Making matters worse, Edwards was admittedly pressing. He wanted so badly to show his new employer he was deserving. Yet each time he pressed, the mistakes kept compounding.
“I have very high expectations, and when we started the year and things weren’t going the way I expected them to or wanted them to, it became very difficult to slow down and accept,” Edwards said. “And that’s where you start to see mistakes to come into play. You press too hard, you try too hard.
“One of the toughest things to deal with in sports is when you don’t perform up to your expectations. You have to be very careful not to collapse and not try too hard to make it worse.”
The frustration, angst and disappointment vanished in a plume of celebratory tire smoke last Sunday in the Coca-Cola 600 at Charlotte Motor Speedway. That was when Edwards took his No. 19 Subway Toyota to victory lane.

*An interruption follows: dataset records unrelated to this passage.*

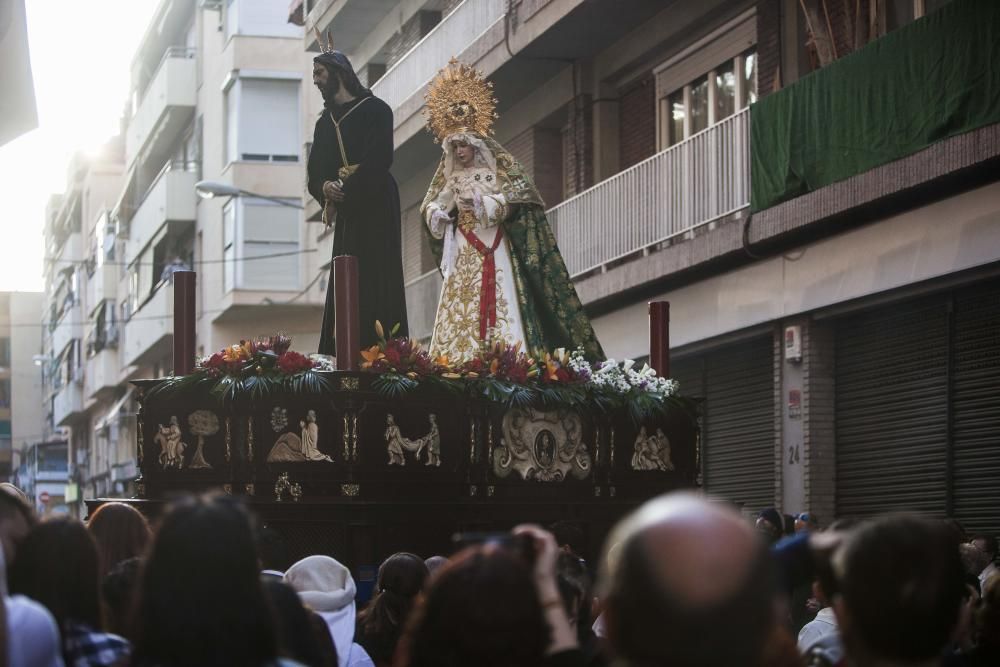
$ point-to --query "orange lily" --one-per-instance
(371, 355)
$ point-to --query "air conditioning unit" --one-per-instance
(111, 337)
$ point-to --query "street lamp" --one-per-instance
(209, 189)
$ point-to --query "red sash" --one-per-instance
(488, 297)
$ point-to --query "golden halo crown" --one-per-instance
(459, 99)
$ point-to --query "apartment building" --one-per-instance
(20, 377)
(836, 326)
(216, 94)
(78, 355)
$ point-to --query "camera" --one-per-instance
(522, 546)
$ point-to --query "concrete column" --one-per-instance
(806, 399)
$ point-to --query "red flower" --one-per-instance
(293, 362)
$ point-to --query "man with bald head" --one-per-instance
(689, 584)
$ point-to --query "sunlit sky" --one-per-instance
(80, 56)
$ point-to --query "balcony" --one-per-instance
(658, 201)
(166, 105)
(452, 35)
(803, 141)
(102, 373)
(169, 200)
(68, 403)
(421, 304)
(68, 328)
(148, 334)
(102, 284)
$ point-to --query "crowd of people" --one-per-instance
(683, 582)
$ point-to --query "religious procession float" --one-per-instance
(512, 413)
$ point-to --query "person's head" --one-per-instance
(481, 609)
(569, 535)
(333, 72)
(435, 563)
(901, 585)
(121, 532)
(400, 580)
(118, 593)
(200, 598)
(57, 565)
(770, 525)
(687, 583)
(16, 519)
(575, 586)
(296, 637)
(806, 522)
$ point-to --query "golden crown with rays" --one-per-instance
(327, 46)
(459, 99)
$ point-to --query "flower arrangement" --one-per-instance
(252, 368)
(506, 374)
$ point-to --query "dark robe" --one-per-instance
(368, 219)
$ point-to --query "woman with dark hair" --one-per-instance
(57, 565)
(494, 605)
(401, 577)
(298, 637)
(121, 531)
(200, 599)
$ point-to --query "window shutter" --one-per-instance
(891, 402)
(737, 385)
(976, 408)
(269, 120)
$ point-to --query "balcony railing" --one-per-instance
(166, 103)
(701, 179)
(171, 198)
(419, 65)
(68, 328)
(67, 403)
(149, 331)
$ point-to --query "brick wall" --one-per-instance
(637, 122)
(577, 144)
(412, 31)
(539, 150)
(818, 420)
(768, 46)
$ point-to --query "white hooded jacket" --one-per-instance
(327, 587)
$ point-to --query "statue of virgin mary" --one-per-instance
(504, 279)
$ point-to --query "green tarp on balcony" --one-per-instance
(935, 78)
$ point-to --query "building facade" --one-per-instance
(216, 94)
(21, 415)
(837, 328)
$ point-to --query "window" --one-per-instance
(263, 18)
(262, 117)
(710, 98)
(255, 228)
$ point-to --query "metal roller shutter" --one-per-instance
(891, 410)
(976, 409)
(739, 423)
(737, 385)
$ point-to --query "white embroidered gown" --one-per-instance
(456, 326)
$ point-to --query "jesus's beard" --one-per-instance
(331, 90)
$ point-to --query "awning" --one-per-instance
(114, 413)
(296, 12)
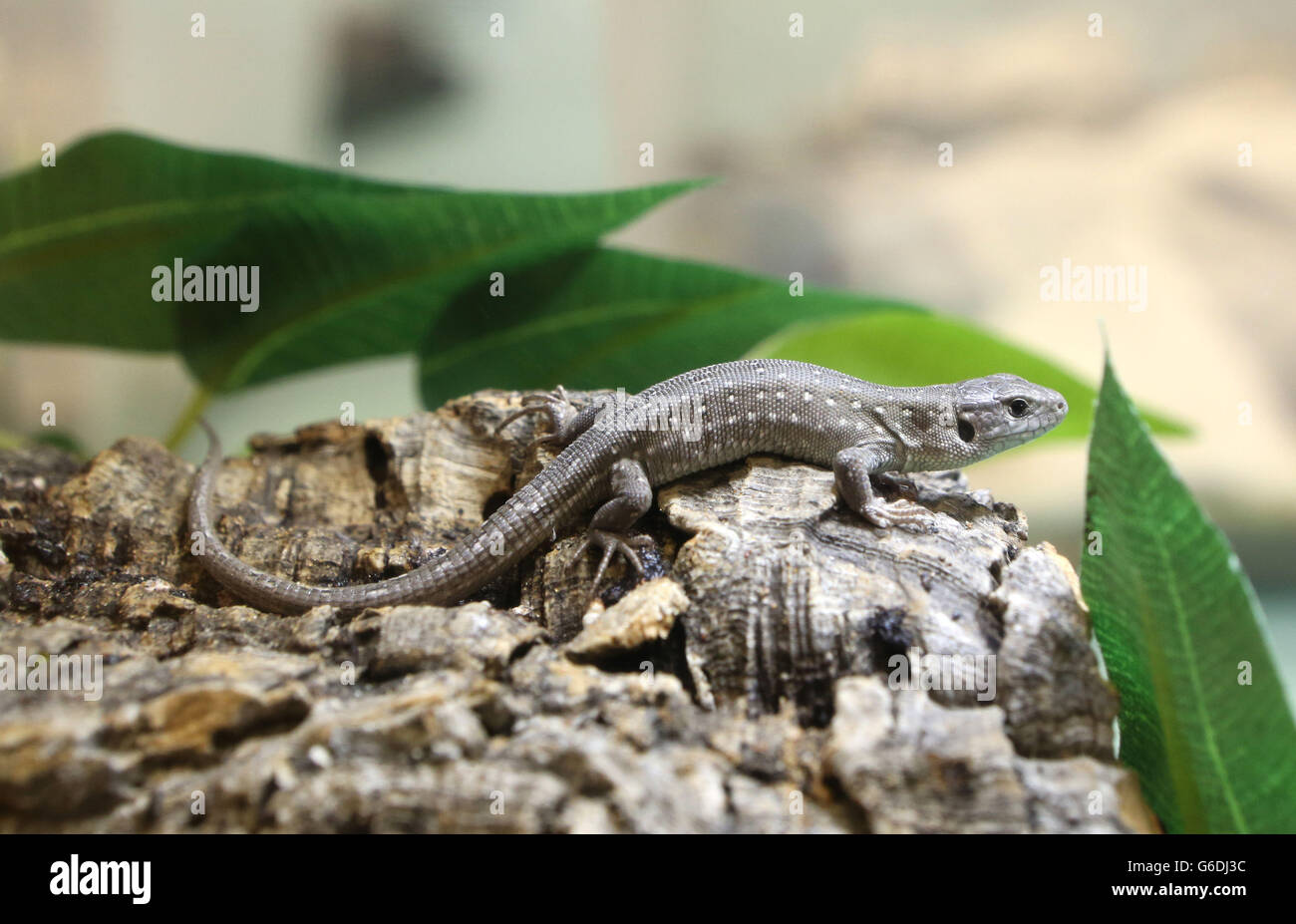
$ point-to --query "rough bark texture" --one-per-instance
(744, 687)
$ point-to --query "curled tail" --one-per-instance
(510, 533)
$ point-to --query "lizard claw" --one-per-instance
(610, 543)
(552, 405)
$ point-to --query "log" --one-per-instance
(751, 683)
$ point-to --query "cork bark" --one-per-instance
(746, 686)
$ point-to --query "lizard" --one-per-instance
(614, 452)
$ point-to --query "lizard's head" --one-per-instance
(1001, 411)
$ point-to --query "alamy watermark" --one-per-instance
(103, 877)
(944, 672)
(1098, 283)
(633, 414)
(180, 283)
(53, 672)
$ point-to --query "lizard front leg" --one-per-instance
(853, 468)
(631, 496)
(565, 422)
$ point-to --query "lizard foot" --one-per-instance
(556, 407)
(610, 543)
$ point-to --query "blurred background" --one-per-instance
(1167, 142)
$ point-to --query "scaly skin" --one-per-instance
(618, 450)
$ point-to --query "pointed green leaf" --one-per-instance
(1204, 718)
(348, 267)
(609, 318)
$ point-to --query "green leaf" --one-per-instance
(921, 349)
(348, 267)
(607, 318)
(1175, 618)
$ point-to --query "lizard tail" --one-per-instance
(510, 533)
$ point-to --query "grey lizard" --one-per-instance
(618, 449)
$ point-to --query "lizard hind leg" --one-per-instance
(631, 496)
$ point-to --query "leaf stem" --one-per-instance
(182, 424)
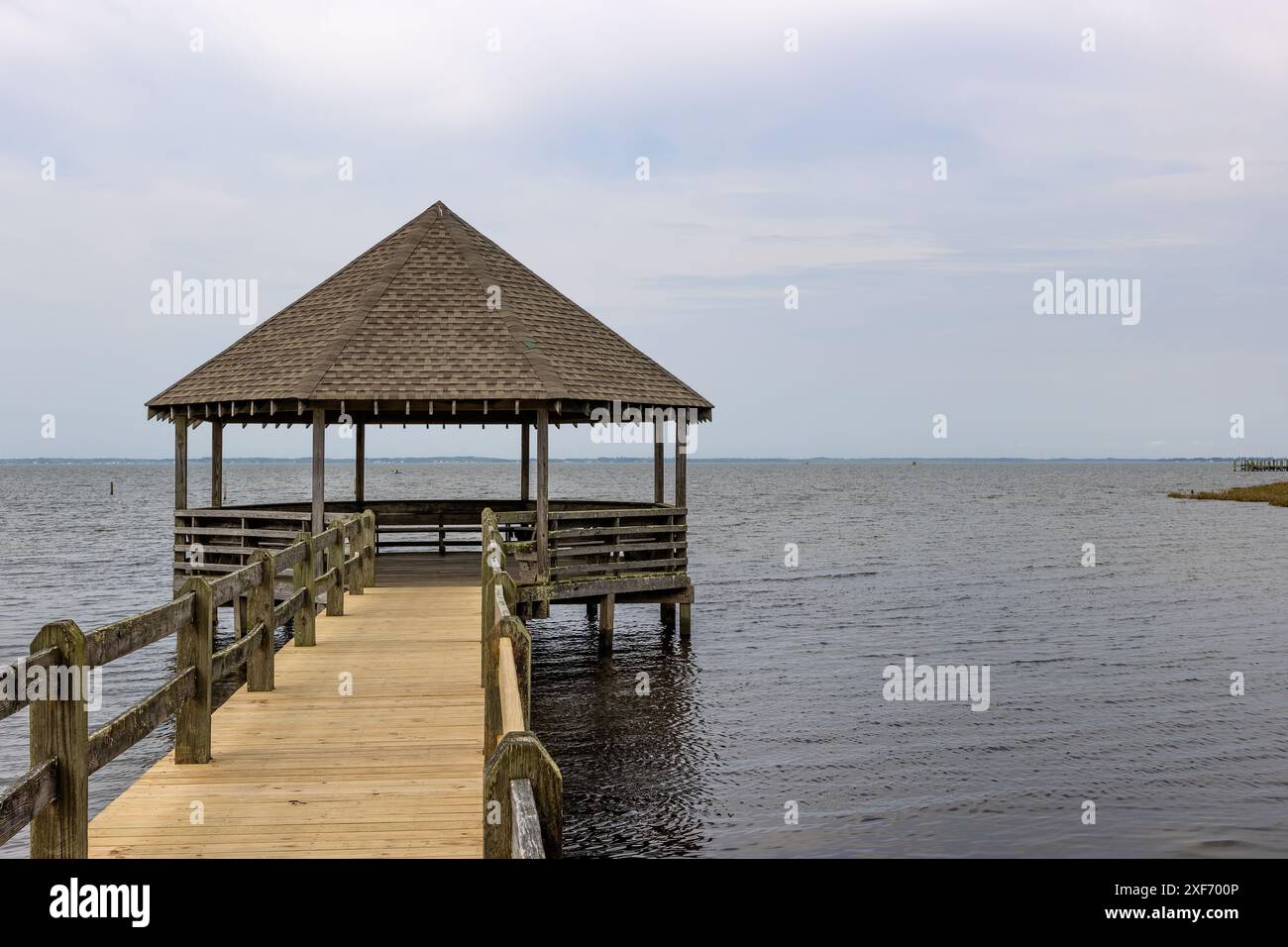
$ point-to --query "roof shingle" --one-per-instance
(410, 318)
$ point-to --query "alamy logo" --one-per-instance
(73, 899)
(56, 684)
(179, 296)
(618, 425)
(915, 682)
(1074, 296)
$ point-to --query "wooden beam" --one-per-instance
(193, 650)
(658, 459)
(180, 464)
(318, 470)
(360, 468)
(682, 457)
(542, 525)
(526, 460)
(217, 466)
(58, 729)
(605, 621)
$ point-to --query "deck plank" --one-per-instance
(393, 771)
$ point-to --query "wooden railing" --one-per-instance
(522, 785)
(614, 543)
(53, 795)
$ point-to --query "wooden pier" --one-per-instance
(372, 733)
(1260, 464)
(387, 764)
(394, 725)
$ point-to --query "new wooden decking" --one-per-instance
(393, 771)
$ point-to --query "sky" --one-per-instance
(912, 169)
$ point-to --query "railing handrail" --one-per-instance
(522, 785)
(53, 793)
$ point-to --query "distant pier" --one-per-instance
(1260, 464)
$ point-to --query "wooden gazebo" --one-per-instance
(438, 325)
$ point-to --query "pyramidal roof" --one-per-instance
(434, 311)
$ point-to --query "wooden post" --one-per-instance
(605, 621)
(217, 464)
(193, 650)
(59, 731)
(682, 458)
(180, 464)
(259, 667)
(658, 458)
(542, 526)
(318, 471)
(522, 757)
(305, 618)
(360, 464)
(359, 575)
(526, 462)
(369, 545)
(335, 561)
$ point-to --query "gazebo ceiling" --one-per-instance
(434, 316)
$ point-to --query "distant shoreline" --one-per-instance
(694, 459)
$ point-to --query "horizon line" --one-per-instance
(485, 459)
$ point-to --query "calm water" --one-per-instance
(1107, 684)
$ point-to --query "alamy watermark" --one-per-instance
(913, 682)
(55, 684)
(1069, 295)
(179, 296)
(625, 425)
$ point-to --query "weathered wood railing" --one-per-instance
(614, 543)
(522, 785)
(53, 793)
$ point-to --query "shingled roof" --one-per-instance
(410, 320)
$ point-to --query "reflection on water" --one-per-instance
(610, 715)
(1108, 684)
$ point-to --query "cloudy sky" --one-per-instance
(768, 167)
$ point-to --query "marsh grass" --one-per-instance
(1273, 493)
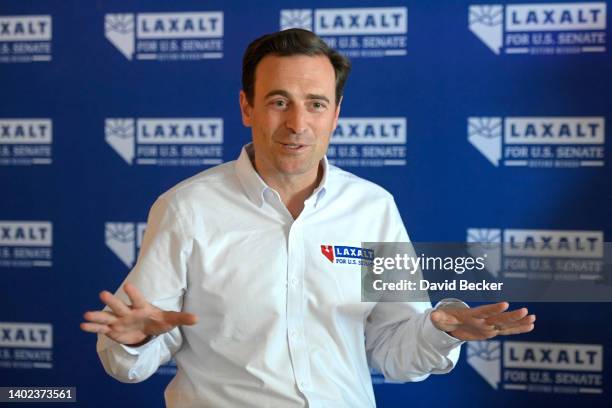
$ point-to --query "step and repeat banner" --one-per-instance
(488, 123)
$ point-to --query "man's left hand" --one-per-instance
(483, 322)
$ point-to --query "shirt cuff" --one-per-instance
(135, 351)
(442, 340)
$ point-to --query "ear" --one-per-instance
(245, 109)
(337, 113)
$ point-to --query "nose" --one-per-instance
(296, 120)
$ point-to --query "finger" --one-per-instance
(100, 317)
(95, 328)
(508, 317)
(135, 295)
(526, 328)
(180, 318)
(482, 312)
(527, 320)
(116, 304)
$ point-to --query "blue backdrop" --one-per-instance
(480, 119)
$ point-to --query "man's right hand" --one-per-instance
(135, 324)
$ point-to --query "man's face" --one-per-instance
(293, 114)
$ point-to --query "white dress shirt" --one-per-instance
(280, 324)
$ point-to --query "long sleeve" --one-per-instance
(160, 274)
(403, 344)
(401, 341)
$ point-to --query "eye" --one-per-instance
(318, 106)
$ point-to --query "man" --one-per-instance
(231, 281)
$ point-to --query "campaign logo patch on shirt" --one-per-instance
(339, 254)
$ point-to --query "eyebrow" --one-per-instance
(288, 96)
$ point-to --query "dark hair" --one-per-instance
(294, 41)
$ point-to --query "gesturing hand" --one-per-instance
(133, 324)
(483, 322)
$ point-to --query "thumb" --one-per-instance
(443, 320)
(180, 318)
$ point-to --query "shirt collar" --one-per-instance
(255, 187)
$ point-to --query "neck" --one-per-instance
(293, 189)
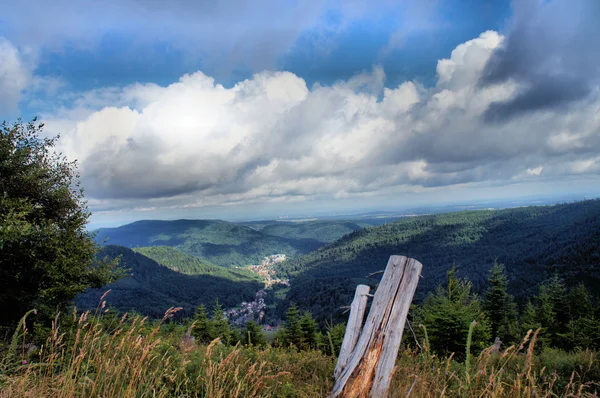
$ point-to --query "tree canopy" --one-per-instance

And though the triumph wasn’t about outperforming the competition by sheer speed, there’s no need to apologize for winning. Edwards executed when he had to, going the final 62 laps without pitting for fuel.
“I don’t know of [a win] that felt like that,” Edwards said. “The move to JGR was such a big move for me and so many people put so much into that, that I feel like it’s not only for me but an opportunity for me to really to validate everyone’s confidence in this team.”
By winning, the reality is Edwards’ season really doesn’t matter now until the fall when the playoffs begin. Assured a spot in the Chase for the Sprint Cup, the No. 19 team can compete with minimal pressure for the remaining 14 regular season races.
“Now we can go race and have fun,” Edwards said. “I’m excited for this weekend now more than I was because I know I can be more aggressive on the restarts, I can run the car looser and I can take chances. We can swing for the fences.
“In this sport not having a win and not being locked into the Chase, you cannot drive like that because there is too much to lose. This is a big opportunity for us. We can just go race now and don’t have to worry about points or anything like that.”
What the Charlotte victory also does is provide a cushion for Edwards to continue getting acclimated to his new surroundings, while his team further develops cohesion. It’s a blueprint Harvick used en route to his first title last season.
Having joined a startup team, the defending champion endured some tough moments, often punctuated by potential victories that alluded him due to mechanical failures. However, because Harvick did win early, the pressure to perform was off and he had ample time to prepare for the playoffs.
“My mission is to win the championship this year and I’m very aware that win puts us one giant step closer to that,” Edwards said. “Over the next few months we can get really good at being a team and being the best we can be. And that stuff is hard to learn under pressure. Now we have a big opportunity to step it up.”
That’s the championship formula in modern NASCAR: win by any means necessary to earn a Chase bid. Edwards did just that Sunday, meaning his main objective, a championship, is still clearly attainable.